On Draft Express I see "Strengths: Lateral Quickness and Ability to Run the Floor" He also had 2.1 blocks per game his senior year, which isn't something you usually see from slow dudes.

But by all means, go find support on the third tier nbadraft.net, ignoring the Draft Express profile and then lecture me about intellectual honesty. Much obliged.


----------



## Jonathan Watters (Jul 20, 2002)

I'm definitely a douche. But I also don't know where I've been off base with my draft record, other than Adam Morrison.


----------



## Jonathan Watters (Jul 20, 2002)

Nimreitz said:


> On Draft Express I see "Strengths: Lateral Quickness and Ability to Run the Floor" He also had 2.1 blocks per game his senior year, which isn't something you usually see from slow dudes.
> 
> But by all means, go find support on the third tier nbadraft.net, ignoring the Draft Express profile and then lecture me about intellectual honesty. Much obliged.


Well, at least you attempted to back up your original statement disagreeing with me. That is a rare step in the right direction for the clods around here. 

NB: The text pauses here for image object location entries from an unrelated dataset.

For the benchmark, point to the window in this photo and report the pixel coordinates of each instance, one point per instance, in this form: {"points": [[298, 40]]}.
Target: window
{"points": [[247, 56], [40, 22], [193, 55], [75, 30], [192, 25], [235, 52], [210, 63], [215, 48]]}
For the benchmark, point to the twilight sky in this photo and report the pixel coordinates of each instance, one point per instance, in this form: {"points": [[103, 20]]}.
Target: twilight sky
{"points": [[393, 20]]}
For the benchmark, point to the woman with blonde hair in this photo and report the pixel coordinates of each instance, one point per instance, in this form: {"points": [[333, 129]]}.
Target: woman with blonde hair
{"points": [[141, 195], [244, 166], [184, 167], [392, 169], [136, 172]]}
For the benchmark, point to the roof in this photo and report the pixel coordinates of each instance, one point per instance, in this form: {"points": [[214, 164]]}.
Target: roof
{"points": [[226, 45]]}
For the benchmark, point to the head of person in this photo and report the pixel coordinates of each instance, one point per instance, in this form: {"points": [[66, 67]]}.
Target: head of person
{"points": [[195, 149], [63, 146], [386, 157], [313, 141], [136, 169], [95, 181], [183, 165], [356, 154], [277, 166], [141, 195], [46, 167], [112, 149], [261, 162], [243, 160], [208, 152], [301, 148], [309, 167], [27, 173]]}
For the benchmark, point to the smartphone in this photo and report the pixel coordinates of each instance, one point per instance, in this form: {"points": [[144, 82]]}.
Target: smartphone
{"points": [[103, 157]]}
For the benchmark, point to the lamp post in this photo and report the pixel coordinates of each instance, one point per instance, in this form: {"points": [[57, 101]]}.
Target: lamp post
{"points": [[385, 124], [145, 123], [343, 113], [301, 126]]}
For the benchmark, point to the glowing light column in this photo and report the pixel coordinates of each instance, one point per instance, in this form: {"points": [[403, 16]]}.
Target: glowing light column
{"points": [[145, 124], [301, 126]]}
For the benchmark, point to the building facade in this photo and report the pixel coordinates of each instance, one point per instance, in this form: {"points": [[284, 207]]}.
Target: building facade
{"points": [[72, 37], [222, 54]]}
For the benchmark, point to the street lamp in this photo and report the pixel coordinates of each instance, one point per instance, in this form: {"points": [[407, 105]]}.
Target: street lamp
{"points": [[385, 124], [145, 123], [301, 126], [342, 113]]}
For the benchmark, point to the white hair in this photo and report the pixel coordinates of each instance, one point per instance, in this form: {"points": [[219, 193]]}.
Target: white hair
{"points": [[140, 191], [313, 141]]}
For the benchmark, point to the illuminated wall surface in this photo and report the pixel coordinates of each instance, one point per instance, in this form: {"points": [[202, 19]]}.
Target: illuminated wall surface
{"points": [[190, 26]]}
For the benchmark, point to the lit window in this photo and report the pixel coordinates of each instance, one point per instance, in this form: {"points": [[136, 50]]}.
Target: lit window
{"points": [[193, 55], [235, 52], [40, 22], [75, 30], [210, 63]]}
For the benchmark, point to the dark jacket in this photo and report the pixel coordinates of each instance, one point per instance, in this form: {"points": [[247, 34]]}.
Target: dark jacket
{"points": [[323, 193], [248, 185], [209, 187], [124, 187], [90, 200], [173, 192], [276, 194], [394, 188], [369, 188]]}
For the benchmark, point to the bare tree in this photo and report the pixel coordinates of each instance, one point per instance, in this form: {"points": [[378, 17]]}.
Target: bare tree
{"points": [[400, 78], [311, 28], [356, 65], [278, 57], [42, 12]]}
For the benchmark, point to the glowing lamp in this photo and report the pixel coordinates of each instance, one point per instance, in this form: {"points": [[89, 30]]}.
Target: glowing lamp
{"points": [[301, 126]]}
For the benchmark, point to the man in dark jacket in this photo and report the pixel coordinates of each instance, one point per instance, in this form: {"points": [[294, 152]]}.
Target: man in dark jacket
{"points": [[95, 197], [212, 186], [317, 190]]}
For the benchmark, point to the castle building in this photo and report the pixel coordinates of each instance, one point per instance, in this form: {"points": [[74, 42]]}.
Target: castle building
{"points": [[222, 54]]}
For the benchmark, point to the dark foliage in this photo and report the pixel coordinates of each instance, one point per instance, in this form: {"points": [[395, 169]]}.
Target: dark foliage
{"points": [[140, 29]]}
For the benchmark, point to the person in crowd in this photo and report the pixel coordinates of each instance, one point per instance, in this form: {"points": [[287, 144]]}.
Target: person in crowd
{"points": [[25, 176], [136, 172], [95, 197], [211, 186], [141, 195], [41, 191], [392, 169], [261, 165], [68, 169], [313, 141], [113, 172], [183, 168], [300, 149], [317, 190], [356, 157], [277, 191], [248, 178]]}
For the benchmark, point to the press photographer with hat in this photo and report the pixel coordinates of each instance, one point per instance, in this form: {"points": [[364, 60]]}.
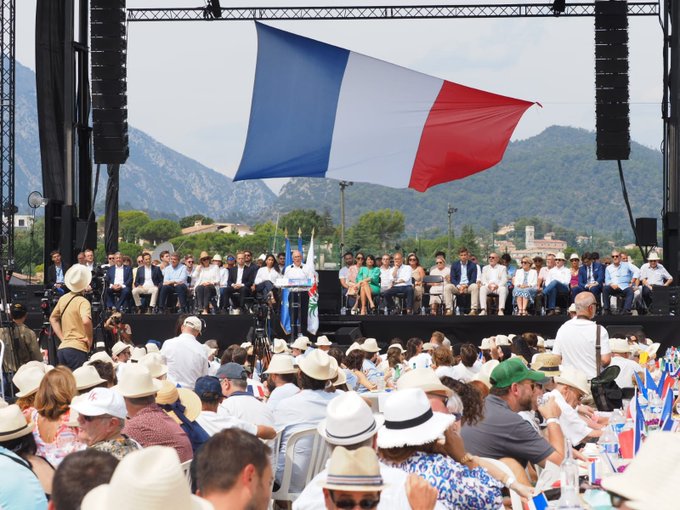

Still completely ignorning my evidence, and ignoring statements like "Mechanical player" "Average athleticism" from that same profile. 

But at least its something...


----------



## Nimreitz (May 13, 2003)

Average athleticism does not mean "plodder". Anyway, you certainly have a good track record here. So do I. So do a lot of people who have stuck around for 8 years like Rebel Sun, MemphisX, and HKF.


----------



## Xeneise (Jul 5, 2010)

Nimreitz said:


> Average athleticism does not mean "plodder". Anyway, you certainly have a good track record here. So do I. So do a lot of people who have stuck around for 8 years like Rebel Sun, MemphisX, and HKF.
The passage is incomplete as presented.